CLR Update this summer

On his blog, Scott Guthrie announced that an update for the .NET CLR will be released this summer:

This summer we are going to ship a servicing update to the CLR that makes some significant internal optimizations in how we optimize our data structures to cut down on disk IO and improve memory layout when loading and running applications. Among many other benefits, this work will significantly improve the working set and cold startup performance of .NET 2.0, 3.0 and 3.5 applications and will dramatically improve end-user experiences with .NET-based client applications.

Depending on the size of the application, we expect .NET applications to realize a cold startup performance improvement of between 25-40%. Applications do not need to change any code, nor be recompiled, in order to take advantage of these improvements so the benefits are automatic.

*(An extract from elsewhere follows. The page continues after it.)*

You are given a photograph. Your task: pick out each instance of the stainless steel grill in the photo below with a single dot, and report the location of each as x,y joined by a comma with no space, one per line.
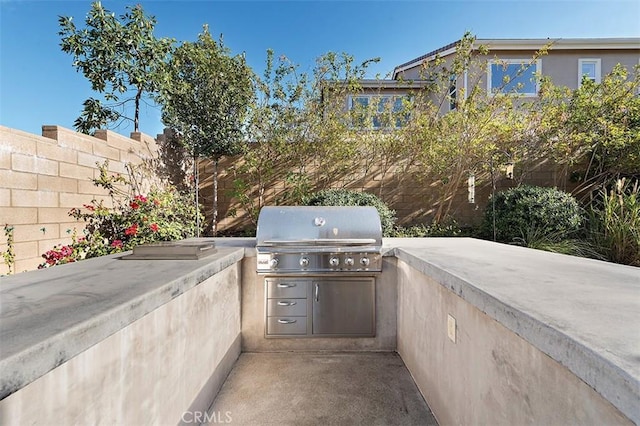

Free improvements are always good improvements. I do hope this update will include the optimizations on value types the JIT team has been blogging about:

Code generation for value types in .NET 2.0 has several inefficiencies.

1) All value type local variables live entirely on the stack.

2) No assertion propagation optimization is ever performed on value type local variables.

3) Methods with value type arguments, local variables, or return values are never inlined.

[...]

Over the past year or so, the JIT team has been working on significant improvements to value type code generation, as well as the inlining algorithm. In summary, all of the above limitations are being eliminated.